When it comes to choosing the right TV mount for your set, you need to first decide where in your home it’s going to go. In order to determine the best location for your TV, you need to make sure that the desired wall has a couple of sturdy studs. While most flat panel TVs today are fairly light weight, you don’t want to risk damaging an expensive piece of equipment by hanging it on a weak wall. There are three styles of TV mount to consider when making your choice.
- Flat Wall Mounts: Flat wall mounts are the most basic type of TV wall mount. Once installed, your TV will hang on the wall like a piece of wall art. This type of wall mount is best suited for the bedroom or somewhere where you won’t need to adjust the height or tilt of the TV screen. Peerless, Chief and OmniMount all make perfectly reliable and very sturdy flat wall mounts.
- Tilt Wall Mounts: Tilt wall mounts are a slight upgrade from the basic flat wall mount, in that you are able to tilt your TV up or down for better viewing. It’s important that you check the features on the packaging before you buy a tilting wall mount, as they may vary. Some tilt wall mounts allow you to adjust the degree of tilt while the TV is mounted, while others require that you remove the screen before making any adjustments. Premier Mounts and Peerless both make reliable tilting wall mounts for you to consider.
- Wall Arm Mounts: As far as TV wall mounts go, a wall arm mount is as good as it gets.
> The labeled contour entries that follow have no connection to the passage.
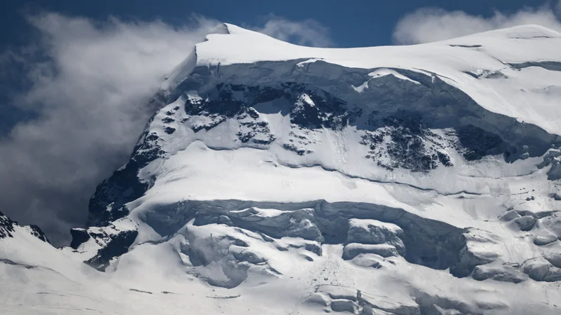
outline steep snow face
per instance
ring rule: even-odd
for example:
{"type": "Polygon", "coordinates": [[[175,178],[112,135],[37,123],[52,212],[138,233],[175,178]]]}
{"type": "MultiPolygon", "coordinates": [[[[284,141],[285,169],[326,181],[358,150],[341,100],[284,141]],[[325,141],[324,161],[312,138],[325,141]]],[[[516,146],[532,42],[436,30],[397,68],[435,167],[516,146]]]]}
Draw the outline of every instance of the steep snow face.
{"type": "Polygon", "coordinates": [[[333,50],[217,32],[164,82],[71,247],[22,251],[53,272],[6,272],[102,313],[559,313],[561,35],[333,50]],[[76,298],[98,286],[103,306],[76,298]]]}

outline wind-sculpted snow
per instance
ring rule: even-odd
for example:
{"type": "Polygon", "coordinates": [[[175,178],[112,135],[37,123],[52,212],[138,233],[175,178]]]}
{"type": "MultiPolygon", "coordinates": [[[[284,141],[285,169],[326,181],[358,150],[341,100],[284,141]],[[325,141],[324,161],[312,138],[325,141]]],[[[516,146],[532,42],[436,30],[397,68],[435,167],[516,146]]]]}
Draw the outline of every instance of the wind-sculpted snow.
{"type": "Polygon", "coordinates": [[[435,75],[392,71],[398,74],[372,76],[380,71],[319,60],[196,68],[162,101],[170,105],[149,124],[130,162],[98,187],[88,224],[126,216],[124,204],[151,181],[136,180],[138,171],[197,139],[210,138],[203,141],[224,148],[278,145],[325,165],[322,155],[329,153],[318,152],[321,138],[350,130],[361,139],[345,139],[345,145],[364,146],[363,158],[388,170],[414,172],[452,166],[457,154],[468,161],[502,155],[513,162],[560,144],[556,135],[487,111],[435,75]],[[353,87],[361,84],[357,92],[353,87]]]}
{"type": "Polygon", "coordinates": [[[561,35],[330,50],[216,33],[70,247],[0,216],[0,307],[561,312],[561,35]]]}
An articulating arm gives you ultimate versatility, allowing you to not only tilt your TV up and down, but also to move the TV from side to side as well as bringing it closer to you. Wall Arm Mounts are perfect for gaming, when you need to have the screen closer than you would while watching TV.
There are less popular styles of mounts, such as electric or ceiling mounts, but those tend to be substantially heavier and more complicated to install, often requiring professional installation help.
Whether you are upgrading your television from a standard set to a new flat panel or if you are retro-fitting an older TV to a new mount, you need to make sure that both the TV and mount are compatible. Your local retailer should be able to tell you which TVs work best with which mounts or you can check the manufacturer’s website for an accurate list. An important fact to remember is that even a mount that is deemed Universal still may not be compatible with every single television that falls within its size range.